NAIROBI, Kenya, June 10 – They say a good way to judge someone’s character is to look at those around them, and when it comes to athletics, the best gauge of an athlete’s ambition is often who they choose to train with.
For Hellen Obiri, who shredded a world-class 5000m field at the IAAF Diamond League meeting in Rome on Thursday night, sailing to a Kenyan record of 14:18.37, her choice speaks volumes.
“I train with men,” she says. “We have a lot of groups in Kenya, but I like to train with men because they’re good to push hard.”
It’s as much out of necessity as choice, given the 27-year-old has now ascended to a level where few can draw breath, which was made clear on Thursday night in the Stadio Olimpico.

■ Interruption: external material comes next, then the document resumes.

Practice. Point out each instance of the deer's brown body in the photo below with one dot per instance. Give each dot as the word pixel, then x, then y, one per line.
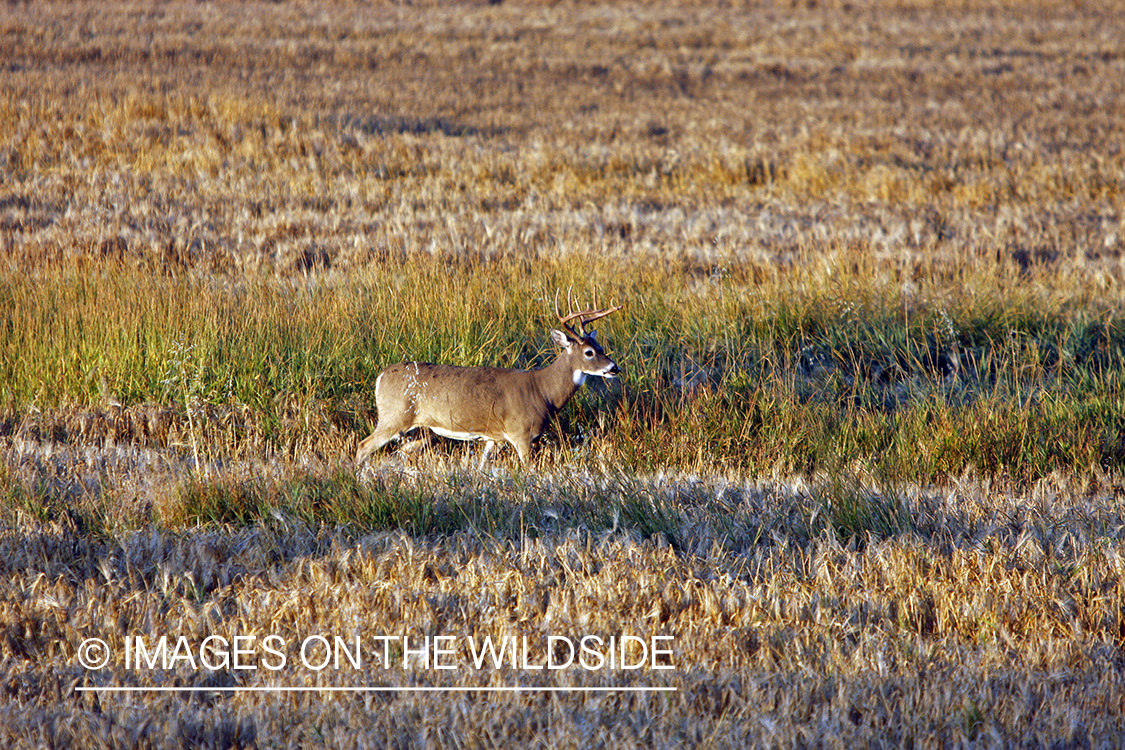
pixel 489 404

The race had been billed, once again, as a world record attempt by Genzebe Dibaba, but as it came to crunch-time, when Obiri asked the pertinent question shortly before 3000 metres, the Ethiopian had no answer.
On the build-up to the race, Obiri’s coach Ricky Simms – who is also her manager – had cautioned his protegee against an early move, given the obvious ability of Dibaba, who had requested a sub-14-minute pace in the days before.
“I thought Genzebe would push it forward,” said Obiri, “but when she did not, I tried to push it myself.”
‘Nobody can beat me’
After reaching 3000 metres in 8:38.3, Obiri dropped the hammer with a 64.8-second lap, which proved an immediate knockout punch to her weary rivals. Thereafter it was a solo run to the finish, the Kenyan squeezing every ounce of energy from her muscles as she sprinted to the line in a world-leading 14:18.37.
“When I came to this race, I told myself that nobody can beat me,” said Obiri, who took two seconds off the previous Kenyan record of 14:20.87.
In many ways, the race was an arrival of sorts for Obiri, who despite having a handful of global medals had so often existed in the shadows of either Dibaba or Vivian Cheruiyot, the previous national record-holder who is Obiri’s close friend and long-time training partner.
Indeed it was through working together with Cheruiyot, who is also coached and managed by Simms, that Obiri earned an Olympic silver medal last year, the Kenyan pair outsmarting and outlasting Ethiopia’s Almaz Ayana in a memorable 5000m final in Rio.
To Obiri, who had returned to running after missing all of 2015 through pregnancy, it felt as good as gold. “It was my first 5000m at a championships and I’m proud of it,” she said. “But this year I’m running the race well.”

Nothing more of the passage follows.